# adirondack chair finish



## blkfoot (May 8, 2009)

hello everyone

i finshed my chair with boiled linseed oil after sanding it down to 150 grit.By the way the chair is made of pine. and im going to finsh it with minwax polyurethane.After 2 1/2 days it is still very sticky do i need to let it sit longer or what do i do .Thanks .


David


----------



## dutchman 46 (May 23, 2007)

*Sticky chair not drying*



blkfoot said:


> hello everyone
> 
> i finshed my chair with boiled linseed oil after sanding it down to 150 grit.By the way the chair is made of pine. and im going to finsh it with minwax polyurethane.After 2 1/2 days it is still very sticky do i need to let it sit longer or what do i do .Thanks .
> 
> ...


I have not used boiled linseed oil, but if it is tacky, or sticky, you must wait. Can you get the chair in the warm sun? Heat is usually a good way to get it dry.


----------



## jerrymayfield (Sep 25, 2004)

In the future when using BLO apply let sit for 20-30 minutes and then wipe off as much as you can, changing rags or paper towels as necessary. It will still take 2-3 days to cure enough to be top coated.
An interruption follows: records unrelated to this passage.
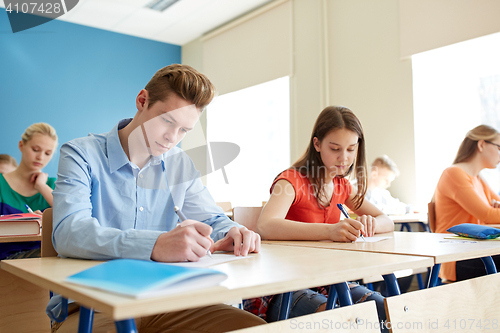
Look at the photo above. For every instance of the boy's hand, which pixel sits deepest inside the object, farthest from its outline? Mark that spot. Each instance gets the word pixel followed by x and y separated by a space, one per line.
pixel 240 240
pixel 189 242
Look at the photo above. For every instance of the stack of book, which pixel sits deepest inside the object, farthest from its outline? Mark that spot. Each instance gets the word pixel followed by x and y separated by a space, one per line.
pixel 22 224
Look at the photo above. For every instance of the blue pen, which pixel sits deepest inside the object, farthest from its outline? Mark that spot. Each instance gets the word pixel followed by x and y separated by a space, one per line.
pixel 183 217
pixel 342 209
pixel 28 208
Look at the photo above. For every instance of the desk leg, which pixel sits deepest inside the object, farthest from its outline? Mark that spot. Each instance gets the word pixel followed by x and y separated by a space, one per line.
pixel 126 326
pixel 489 264
pixel 344 294
pixel 392 284
pixel 332 298
pixel 86 320
pixel 434 275
pixel 286 303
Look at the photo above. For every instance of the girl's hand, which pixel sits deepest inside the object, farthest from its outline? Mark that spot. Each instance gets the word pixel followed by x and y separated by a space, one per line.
pixel 347 230
pixel 369 223
pixel 39 179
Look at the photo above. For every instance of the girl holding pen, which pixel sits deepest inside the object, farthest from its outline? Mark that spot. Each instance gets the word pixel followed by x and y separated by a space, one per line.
pixel 303 205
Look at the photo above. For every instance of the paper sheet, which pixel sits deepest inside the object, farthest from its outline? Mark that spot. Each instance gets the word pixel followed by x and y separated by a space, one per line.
pixel 206 261
pixel 370 239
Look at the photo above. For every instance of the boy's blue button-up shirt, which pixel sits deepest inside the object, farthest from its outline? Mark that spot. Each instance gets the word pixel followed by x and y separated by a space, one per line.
pixel 105 207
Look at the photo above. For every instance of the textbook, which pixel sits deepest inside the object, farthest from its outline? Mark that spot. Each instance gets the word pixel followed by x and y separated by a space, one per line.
pixel 23 224
pixel 141 279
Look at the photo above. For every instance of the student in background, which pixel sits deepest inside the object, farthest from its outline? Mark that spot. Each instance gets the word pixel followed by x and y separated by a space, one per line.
pixel 382 174
pixel 7 163
pixel 303 205
pixel 28 184
pixel 463 197
pixel 118 189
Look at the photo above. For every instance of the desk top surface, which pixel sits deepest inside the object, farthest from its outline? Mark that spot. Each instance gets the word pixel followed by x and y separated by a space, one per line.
pixel 276 269
pixel 412 243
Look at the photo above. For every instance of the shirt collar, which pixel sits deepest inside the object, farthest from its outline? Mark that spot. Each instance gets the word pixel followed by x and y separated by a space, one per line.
pixel 116 155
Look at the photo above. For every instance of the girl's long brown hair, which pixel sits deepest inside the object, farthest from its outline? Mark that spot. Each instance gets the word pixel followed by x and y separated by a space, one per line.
pixel 311 165
pixel 468 147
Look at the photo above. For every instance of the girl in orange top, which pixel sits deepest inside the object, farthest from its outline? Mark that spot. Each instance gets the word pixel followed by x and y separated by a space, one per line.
pixel 303 204
pixel 463 197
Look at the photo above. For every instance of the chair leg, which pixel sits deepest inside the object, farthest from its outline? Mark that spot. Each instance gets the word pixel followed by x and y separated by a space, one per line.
pixel 86 320
pixel 286 302
pixel 434 276
pixel 420 281
pixel 344 294
pixel 489 264
pixel 392 284
pixel 332 297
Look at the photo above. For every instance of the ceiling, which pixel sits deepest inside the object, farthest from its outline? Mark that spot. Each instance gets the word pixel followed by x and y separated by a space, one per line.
pixel 179 24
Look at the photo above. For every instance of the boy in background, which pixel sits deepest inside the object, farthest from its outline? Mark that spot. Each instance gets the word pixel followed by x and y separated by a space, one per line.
pixel 382 174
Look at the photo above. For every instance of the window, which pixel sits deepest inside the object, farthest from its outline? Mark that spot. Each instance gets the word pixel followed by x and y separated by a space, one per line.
pixel 455 88
pixel 257 119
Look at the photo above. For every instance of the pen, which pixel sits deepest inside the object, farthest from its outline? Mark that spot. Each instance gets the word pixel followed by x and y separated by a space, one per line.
pixel 342 209
pixel 183 217
pixel 28 208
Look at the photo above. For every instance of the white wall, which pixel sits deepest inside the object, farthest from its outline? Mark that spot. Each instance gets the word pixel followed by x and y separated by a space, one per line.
pixel 348 52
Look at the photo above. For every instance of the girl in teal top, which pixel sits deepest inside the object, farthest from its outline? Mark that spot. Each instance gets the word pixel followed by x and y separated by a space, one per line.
pixel 27 184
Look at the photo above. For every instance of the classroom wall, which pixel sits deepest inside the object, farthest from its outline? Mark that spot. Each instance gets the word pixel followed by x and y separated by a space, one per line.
pixel 348 52
pixel 76 78
pixel 446 22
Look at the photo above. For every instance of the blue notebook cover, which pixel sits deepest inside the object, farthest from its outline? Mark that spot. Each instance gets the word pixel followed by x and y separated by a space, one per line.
pixel 140 279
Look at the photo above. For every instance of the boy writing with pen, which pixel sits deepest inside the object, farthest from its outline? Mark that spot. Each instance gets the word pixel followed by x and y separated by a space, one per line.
pixel 303 206
pixel 116 192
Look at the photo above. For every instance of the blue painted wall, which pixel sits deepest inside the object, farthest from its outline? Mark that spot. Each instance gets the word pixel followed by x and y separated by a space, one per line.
pixel 76 78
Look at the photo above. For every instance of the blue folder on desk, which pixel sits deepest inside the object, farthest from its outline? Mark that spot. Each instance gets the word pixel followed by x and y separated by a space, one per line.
pixel 140 279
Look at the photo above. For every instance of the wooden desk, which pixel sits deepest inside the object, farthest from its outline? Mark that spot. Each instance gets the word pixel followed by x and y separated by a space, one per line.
pixel 15 239
pixel 275 270
pixel 22 304
pixel 425 244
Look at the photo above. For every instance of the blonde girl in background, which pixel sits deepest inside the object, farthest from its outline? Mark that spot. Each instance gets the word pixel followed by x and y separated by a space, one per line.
pixel 28 184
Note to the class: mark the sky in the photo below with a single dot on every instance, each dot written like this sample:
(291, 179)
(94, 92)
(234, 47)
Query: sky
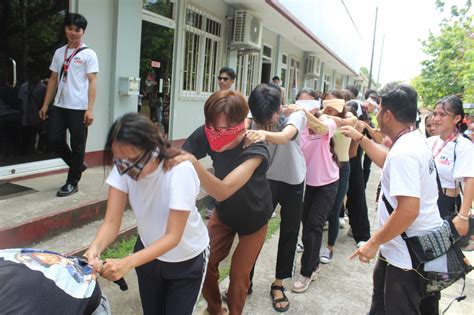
(402, 24)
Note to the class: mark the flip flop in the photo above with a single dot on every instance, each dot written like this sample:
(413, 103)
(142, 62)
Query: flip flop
(280, 300)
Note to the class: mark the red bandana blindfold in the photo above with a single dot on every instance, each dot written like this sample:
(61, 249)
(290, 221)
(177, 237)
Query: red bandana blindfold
(218, 138)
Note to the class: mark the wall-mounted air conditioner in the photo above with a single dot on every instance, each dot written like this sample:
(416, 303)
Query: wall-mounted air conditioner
(247, 31)
(312, 66)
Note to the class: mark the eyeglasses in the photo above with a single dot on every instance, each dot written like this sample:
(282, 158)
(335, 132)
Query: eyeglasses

I hate to be the bearer of bad news but,both the wood and the finish you have picked to use are very poor choices for any out door project.

Jerry


----------



## rstermer (Apr 22, 2008)

jerrymayfield said:


> In the future when using BLO apply let sit for 20-30 minutes and then wipe off as much as you can, changing rags or paper towels as necessary. It will still take 2-3 days to cure enough to be top coated. I hate to be the bearer of bad news but,both the wood and the finish you have picked to use are very poor choices for any out door project.
> 
> Jerry


Jerry- What do you think works best outdoors?
rstermer


----------